For temporary (90 day) amendment of section, see § 2(i) of Health-Care Decisions for Persons with Developmental Disabilities Congressional Review Emergency Amendment Act of 2008 (D.C. Act 17-245, January 23, 2008, 55 DCR 1230).

For temporary (90 day) amendment, see § 2(i) of Health-Care Decisions for Persons with Developmental Disabilities Emergency Act of 2008 (D.C. Act 17-492, August 4, 2008, 55 DCR 9167).

Temporary Legislation

Section 2(i) of D.C. Law 16-194 amended subsec. (a) to read as follows:

“(a)(1) On petition of the guardian, the court, after hearing, may accept a resignation of a guardian.

“(3) On petition of the ward or any interested person, or on the court’s own motion, the court, after hearing, may remove a limited guardian or a general guardian for any of the following reasons:

Section 6(b) of D.C. Law 16-194 provided that the act shall expire after 225 days of its having taken effect.

Section 2(i) of D.C. Law 17-100 amended subsec. (a) to read as follows:

“(a)(1) On petition of the guardian, the court, after a hearing, may accept a resignation of a guardian.

“(2) The court may remove a temporary guardian at any time.

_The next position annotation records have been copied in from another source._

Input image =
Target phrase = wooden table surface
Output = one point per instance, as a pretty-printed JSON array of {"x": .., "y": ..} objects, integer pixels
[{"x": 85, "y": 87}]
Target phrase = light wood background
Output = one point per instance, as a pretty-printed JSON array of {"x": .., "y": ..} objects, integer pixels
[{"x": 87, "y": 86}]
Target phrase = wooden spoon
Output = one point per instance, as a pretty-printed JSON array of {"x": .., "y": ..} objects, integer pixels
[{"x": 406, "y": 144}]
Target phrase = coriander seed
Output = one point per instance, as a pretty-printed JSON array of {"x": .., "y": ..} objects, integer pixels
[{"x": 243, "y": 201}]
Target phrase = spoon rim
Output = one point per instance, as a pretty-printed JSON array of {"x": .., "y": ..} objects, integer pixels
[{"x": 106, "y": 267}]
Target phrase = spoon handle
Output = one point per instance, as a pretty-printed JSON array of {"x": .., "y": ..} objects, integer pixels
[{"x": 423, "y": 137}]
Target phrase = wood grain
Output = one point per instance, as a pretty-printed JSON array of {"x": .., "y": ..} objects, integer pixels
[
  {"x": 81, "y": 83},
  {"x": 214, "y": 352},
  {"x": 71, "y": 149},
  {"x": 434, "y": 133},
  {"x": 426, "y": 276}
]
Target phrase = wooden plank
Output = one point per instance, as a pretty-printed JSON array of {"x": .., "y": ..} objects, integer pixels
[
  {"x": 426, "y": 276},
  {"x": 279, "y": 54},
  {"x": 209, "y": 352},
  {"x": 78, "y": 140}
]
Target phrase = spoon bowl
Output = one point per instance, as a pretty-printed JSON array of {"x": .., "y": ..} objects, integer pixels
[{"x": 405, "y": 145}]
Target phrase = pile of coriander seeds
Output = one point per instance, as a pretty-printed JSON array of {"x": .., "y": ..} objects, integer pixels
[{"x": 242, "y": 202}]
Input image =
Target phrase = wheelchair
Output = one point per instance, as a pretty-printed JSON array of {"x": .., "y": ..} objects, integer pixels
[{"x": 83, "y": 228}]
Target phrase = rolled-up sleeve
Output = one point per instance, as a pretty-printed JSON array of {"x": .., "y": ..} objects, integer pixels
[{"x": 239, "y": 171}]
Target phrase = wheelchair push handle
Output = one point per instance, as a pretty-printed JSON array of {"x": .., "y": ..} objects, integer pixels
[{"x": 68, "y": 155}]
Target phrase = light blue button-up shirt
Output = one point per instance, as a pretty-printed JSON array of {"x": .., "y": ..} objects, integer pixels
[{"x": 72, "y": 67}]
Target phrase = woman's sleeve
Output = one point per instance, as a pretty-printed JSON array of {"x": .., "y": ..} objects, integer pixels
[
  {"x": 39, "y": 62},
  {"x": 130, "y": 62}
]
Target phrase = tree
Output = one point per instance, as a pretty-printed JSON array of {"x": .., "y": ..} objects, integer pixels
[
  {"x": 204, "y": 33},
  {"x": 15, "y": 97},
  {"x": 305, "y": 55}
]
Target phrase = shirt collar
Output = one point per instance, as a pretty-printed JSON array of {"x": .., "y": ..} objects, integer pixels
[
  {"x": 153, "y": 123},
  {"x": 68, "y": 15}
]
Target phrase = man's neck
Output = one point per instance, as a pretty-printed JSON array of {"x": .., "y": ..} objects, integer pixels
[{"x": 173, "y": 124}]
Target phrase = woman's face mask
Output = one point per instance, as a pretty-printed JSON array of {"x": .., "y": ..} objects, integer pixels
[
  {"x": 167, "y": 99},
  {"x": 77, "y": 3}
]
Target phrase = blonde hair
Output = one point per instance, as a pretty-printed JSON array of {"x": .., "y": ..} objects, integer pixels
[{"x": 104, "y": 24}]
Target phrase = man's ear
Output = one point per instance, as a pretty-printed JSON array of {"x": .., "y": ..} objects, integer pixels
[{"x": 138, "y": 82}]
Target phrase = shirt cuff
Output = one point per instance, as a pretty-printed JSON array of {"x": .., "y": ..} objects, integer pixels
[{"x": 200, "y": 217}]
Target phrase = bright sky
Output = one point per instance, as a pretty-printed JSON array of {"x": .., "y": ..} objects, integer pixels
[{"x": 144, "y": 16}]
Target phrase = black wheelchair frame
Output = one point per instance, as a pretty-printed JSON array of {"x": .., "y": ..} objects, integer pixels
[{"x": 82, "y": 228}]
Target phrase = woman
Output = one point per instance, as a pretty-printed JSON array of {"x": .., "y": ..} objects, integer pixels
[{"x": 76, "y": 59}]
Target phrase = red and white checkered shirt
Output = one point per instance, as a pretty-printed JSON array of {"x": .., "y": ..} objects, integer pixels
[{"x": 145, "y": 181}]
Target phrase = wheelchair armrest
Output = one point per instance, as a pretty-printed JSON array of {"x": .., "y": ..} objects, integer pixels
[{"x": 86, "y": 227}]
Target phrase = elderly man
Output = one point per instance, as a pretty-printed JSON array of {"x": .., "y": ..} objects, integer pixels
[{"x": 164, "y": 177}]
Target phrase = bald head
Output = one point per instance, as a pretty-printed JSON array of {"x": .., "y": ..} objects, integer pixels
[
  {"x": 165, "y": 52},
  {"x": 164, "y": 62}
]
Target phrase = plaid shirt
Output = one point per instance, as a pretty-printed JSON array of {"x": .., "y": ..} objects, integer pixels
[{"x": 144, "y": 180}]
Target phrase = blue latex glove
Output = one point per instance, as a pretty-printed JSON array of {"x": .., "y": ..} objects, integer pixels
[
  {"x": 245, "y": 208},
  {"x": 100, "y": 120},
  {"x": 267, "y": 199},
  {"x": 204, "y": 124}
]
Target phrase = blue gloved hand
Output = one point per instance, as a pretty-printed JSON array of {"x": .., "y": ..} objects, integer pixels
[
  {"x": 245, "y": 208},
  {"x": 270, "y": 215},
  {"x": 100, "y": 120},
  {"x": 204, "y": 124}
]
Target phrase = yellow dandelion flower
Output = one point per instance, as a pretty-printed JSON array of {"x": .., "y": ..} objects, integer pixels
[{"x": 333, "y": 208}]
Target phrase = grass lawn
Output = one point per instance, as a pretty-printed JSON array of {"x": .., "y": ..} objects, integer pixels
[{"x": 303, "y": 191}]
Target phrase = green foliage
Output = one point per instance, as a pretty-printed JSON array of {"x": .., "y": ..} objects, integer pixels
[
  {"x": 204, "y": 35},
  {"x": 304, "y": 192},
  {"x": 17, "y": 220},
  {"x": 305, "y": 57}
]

“(3) On petition of the ward or any interested person, or on the court’s own motion, the court, after a hearing, may remove a limited guardian or a general guardian for any of the following reasons:

“(A) Failure to discharge his or her duties, including failure to conform as closely as possible to a standard of substituted judgment or, if the ward’s wishes are unknown and remain unknown after reasonable efforts to discern them, to make a decision on the basis of the ward’s best interests, pursuant to section 21-2047(a)(6) or 21-2047b(b)(2);

“(B) Abuse of his or her powers;

“(C) Failure to comply with any order of the court;

“(D) Failure to educate or provide for the ward as liberally as the ward’s financial situation permits, if education and financial management fall within the scope of the guardianship;

“(E) Interference with the ward’s progress or participation in programs in the community; or

“(F) For any other good cause.”

Section 6(b) of D.C. Law 17-100 provided that the act shall expire after 225 days of its having taken effect.

Editor's Notes

Uniform Law: This section is based upon § 2-211 of the Uniform Guardianship and Protective Proceedings Act (1982 Act).